Önce balığa, sonra oğluna baktı.
"Suya geri bırakman gerekiyor, oğlum," dedi.
"Baba!" diye itiraz etti çocuk ağlamaklı bir sesle.
"Başka balıklar da var," dedi babası.
"Ama hiçbiri bunun kadar büyük değil!" dedi çocuk.
Göle şöyle bir göz attı. Gölde hiçbir balıkçı teknesi yoktu. Babasının yüzüne baktı bu kez. Kendilerini hiç kimsenin görmemiş olmasına, kimsenin ne balığı yakaladıklarını bilmesinin olanaksız olmasına karşın, babasının sesinden bu konuda hiçbir ödün vermeyeceğini anlamıştı.
Oltanın ucunu balığın ağzından çekti ve balığı gölün karanlık sularına bıraktı. Balık suya düşer düşmez, şöyle bir çırpındı ve gözden kayboldu.
Çocuk bir daha bu kadar büyük bir balık tutamayacağından emindi.
Çocuk haklıydı. Aradan geçen zaman içerisinde bir daha o kadar büyük bir balık tutamadı.
Fakat değerler konusunda bir ikilem yaşadığı zaman hep o balığı gözünün önüne getirir.
Babasından öğrendiği gibi değerler, doğru ile yanlışın ne olduğu konusunda çok basit bir konudur. Güç olan yalnızca değerlerin uygulanabilmesidir.
Birileri görmediği zaman da doğru olanı yapabiliyor muyuz?

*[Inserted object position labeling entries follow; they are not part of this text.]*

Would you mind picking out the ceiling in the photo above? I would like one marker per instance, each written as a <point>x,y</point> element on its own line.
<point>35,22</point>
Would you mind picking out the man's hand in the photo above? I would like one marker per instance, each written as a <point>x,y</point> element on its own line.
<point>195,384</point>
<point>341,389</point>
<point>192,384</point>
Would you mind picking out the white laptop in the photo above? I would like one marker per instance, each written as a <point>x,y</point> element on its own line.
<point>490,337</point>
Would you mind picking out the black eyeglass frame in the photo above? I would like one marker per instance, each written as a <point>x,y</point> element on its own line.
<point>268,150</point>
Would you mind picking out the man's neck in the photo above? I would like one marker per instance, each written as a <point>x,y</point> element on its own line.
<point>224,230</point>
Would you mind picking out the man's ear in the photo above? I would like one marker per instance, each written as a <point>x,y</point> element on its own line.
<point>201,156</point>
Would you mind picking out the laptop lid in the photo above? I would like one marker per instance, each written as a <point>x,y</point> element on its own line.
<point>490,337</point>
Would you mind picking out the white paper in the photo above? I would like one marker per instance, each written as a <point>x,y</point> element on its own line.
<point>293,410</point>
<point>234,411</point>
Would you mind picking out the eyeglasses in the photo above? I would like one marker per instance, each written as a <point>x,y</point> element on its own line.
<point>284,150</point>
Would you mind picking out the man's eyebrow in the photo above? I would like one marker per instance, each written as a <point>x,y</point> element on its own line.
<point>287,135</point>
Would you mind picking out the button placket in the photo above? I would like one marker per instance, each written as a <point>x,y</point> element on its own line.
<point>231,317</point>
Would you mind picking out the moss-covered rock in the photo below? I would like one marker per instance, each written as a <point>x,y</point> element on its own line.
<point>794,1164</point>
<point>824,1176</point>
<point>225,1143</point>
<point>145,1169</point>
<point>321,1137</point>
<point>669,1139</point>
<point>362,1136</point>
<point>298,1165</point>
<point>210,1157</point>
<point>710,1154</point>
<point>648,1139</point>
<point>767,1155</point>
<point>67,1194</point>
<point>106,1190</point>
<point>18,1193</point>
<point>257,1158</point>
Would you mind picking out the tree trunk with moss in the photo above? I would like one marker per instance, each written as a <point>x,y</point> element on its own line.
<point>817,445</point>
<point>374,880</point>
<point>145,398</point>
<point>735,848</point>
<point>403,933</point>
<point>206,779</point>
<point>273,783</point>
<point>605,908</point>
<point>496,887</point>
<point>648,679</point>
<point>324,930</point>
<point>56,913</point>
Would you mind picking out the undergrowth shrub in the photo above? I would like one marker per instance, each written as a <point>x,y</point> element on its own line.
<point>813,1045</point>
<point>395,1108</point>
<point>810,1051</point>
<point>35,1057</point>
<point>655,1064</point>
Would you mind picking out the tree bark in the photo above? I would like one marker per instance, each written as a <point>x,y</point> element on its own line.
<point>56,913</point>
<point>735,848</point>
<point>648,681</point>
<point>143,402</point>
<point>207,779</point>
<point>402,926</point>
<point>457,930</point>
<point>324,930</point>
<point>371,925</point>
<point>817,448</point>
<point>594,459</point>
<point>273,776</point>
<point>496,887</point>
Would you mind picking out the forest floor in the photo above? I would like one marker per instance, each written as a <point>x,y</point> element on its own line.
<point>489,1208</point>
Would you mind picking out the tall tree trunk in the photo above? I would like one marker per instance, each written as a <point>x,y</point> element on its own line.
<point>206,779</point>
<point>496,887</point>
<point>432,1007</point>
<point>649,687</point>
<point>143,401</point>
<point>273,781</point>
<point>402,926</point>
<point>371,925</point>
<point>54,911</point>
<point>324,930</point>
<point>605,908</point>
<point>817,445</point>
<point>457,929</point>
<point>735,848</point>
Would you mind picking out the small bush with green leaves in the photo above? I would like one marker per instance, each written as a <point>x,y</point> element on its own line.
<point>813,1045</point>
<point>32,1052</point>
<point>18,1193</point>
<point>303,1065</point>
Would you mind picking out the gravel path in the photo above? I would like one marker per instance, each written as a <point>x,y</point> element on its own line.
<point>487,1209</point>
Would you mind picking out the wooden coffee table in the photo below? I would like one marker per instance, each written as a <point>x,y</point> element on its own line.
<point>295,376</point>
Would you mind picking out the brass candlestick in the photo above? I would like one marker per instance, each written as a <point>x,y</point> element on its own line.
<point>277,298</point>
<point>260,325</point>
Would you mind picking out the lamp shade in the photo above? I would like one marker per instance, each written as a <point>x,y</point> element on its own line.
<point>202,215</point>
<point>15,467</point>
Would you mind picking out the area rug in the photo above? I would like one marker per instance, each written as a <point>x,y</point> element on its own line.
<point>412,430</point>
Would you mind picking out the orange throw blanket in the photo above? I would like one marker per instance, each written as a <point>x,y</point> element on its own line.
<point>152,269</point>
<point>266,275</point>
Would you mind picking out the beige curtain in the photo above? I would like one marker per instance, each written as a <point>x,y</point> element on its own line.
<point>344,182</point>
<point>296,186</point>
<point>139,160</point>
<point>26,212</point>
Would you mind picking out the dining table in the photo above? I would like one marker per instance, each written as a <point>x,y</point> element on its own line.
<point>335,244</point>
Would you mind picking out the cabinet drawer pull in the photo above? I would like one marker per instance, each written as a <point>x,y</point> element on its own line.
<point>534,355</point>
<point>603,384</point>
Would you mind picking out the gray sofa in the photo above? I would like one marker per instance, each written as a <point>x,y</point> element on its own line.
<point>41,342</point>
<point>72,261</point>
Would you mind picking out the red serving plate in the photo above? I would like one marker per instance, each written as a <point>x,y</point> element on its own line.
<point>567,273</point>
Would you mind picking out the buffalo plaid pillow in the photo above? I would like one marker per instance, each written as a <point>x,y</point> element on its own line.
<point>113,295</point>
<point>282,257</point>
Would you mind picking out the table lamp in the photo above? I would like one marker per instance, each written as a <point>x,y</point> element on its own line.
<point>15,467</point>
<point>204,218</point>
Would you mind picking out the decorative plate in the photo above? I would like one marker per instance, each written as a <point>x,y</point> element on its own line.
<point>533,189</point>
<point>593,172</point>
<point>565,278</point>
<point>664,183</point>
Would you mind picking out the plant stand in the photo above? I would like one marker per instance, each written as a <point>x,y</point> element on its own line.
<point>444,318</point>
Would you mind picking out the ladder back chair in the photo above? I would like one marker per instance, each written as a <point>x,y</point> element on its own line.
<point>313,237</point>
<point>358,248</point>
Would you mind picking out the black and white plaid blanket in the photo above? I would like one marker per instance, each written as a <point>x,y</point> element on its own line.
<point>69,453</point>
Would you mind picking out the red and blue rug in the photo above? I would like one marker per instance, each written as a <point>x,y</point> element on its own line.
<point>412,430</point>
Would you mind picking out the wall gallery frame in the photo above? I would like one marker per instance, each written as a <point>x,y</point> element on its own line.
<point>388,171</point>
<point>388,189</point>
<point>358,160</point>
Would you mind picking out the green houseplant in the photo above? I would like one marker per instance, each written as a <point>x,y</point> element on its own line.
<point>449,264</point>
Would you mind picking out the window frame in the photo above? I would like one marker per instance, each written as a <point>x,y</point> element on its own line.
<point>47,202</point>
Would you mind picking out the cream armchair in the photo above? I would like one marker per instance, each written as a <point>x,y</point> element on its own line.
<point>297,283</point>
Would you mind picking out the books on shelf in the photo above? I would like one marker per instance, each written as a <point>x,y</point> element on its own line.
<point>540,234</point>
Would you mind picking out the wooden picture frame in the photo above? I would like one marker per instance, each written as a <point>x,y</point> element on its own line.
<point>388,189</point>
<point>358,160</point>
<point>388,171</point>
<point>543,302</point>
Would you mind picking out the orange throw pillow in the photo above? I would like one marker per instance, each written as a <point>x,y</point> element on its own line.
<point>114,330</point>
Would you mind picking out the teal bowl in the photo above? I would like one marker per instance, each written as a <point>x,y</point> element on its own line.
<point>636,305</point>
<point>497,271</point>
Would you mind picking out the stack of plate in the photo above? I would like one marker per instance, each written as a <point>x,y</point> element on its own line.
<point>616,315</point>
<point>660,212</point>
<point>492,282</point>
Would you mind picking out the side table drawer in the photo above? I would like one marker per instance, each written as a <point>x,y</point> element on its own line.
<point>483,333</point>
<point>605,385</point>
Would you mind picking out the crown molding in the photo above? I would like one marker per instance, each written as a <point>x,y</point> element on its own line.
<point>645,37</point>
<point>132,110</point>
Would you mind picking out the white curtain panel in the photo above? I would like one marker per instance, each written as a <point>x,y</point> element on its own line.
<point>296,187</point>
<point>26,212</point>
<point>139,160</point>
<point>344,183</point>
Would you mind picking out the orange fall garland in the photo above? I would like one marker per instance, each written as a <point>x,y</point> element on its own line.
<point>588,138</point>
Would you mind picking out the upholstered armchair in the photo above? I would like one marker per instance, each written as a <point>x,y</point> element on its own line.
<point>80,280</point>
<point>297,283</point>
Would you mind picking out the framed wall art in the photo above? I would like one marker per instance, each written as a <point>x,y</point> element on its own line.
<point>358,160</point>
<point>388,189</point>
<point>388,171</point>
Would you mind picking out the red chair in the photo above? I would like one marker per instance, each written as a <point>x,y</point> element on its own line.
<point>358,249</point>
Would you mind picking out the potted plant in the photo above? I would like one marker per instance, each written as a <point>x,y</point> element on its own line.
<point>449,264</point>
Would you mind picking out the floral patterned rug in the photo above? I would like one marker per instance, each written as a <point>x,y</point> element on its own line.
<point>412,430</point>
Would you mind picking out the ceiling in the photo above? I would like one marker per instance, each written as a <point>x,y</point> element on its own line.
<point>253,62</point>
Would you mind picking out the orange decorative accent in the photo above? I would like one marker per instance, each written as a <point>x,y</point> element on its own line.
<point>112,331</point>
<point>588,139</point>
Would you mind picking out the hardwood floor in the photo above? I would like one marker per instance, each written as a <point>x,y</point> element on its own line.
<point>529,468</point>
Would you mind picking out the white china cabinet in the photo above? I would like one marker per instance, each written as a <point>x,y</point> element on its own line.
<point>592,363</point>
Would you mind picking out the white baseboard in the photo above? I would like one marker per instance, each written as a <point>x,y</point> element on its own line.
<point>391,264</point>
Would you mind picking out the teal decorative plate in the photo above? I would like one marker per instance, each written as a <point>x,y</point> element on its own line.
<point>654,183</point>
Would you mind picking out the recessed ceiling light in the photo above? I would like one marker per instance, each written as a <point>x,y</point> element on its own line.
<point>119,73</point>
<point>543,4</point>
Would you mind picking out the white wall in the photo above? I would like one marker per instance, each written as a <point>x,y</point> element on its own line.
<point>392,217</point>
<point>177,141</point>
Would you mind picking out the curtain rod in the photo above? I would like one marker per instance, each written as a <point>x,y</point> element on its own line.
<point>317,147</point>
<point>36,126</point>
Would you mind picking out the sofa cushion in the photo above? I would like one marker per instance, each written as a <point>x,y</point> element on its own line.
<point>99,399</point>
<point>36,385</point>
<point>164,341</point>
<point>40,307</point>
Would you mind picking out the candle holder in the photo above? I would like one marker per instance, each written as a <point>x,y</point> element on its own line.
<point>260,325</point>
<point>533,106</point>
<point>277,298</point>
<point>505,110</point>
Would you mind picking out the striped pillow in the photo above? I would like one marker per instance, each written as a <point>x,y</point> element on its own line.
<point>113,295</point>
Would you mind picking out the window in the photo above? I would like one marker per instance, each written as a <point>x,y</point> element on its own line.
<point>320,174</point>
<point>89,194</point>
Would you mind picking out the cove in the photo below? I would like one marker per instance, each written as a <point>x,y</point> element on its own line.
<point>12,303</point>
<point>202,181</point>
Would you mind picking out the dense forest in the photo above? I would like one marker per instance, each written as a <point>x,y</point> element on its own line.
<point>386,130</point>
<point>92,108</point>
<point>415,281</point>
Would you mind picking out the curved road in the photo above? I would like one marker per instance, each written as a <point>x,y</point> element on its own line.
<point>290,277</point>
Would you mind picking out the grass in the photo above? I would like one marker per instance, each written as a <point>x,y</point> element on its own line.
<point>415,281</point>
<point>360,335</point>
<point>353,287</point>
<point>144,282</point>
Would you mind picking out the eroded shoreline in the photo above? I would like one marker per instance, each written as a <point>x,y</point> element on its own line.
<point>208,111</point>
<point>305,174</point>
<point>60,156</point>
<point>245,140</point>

Evet, küçüklüğümüzde bizlere balığı suya geri bırakmak öğretilseydi, doğru olanı yapabilirdik. Çünkü gerçeğin ve doğrunun ne olduğunu öğrenmiş olurduk.
Doğru olanı yapma kararı belleklerimizdeki canlılığını hiçbir zaman yitirmez. Bu anıyı dostlarımıza ve torunlarımıza göğsümüz kabara kabara anlatırız.
Fırsatlardan yararlanmak değil, doğru olanı yapmaktır önemli olan.
Hani karşımıza çıkan fırsatlardan bahsederken" neden yapmadım ki?,neden yapamadım ki?"deriz ya. Belki de yapmamamızın sebebi içimizdeki iyi, kötü huyların bizi yönlendirmesi ve bizim bunlara bilerek yada bilmeyerek karşı koyabilmemizdir. İyiyi de yapsak, kötüyü de yapsak yapan biziz. Sonucu da bizim. Başındaki fırsat; karar mekanizmamızı çalıştırmaya bizim bir adım atmamızdır. Adımlarken de sonucu görebileceğimize inanıyorsak devam etmeliyiz. Ve "iyimi yaptım, kötü mü?"sorusunun cevabının süreci işte bundan sonra yine bizim aslında kararımızı zaten başında verdiğimizi gösterir. Önemli olan kararın o an için değil kendimiz için ve neye karşı bir karar aldığımızın aslında bize cevap olarak,neler kazandıracağını bilerek değerlendirmesini yapabilmektir.
Büyük kararlar verenler,büyük fırsatlar yakalayanlar,büyük hayaller yaşayanlar hep büyük adamlar değildirler.Ama bu kişiler büyük adım atanların arasına giren cesur insanlardır.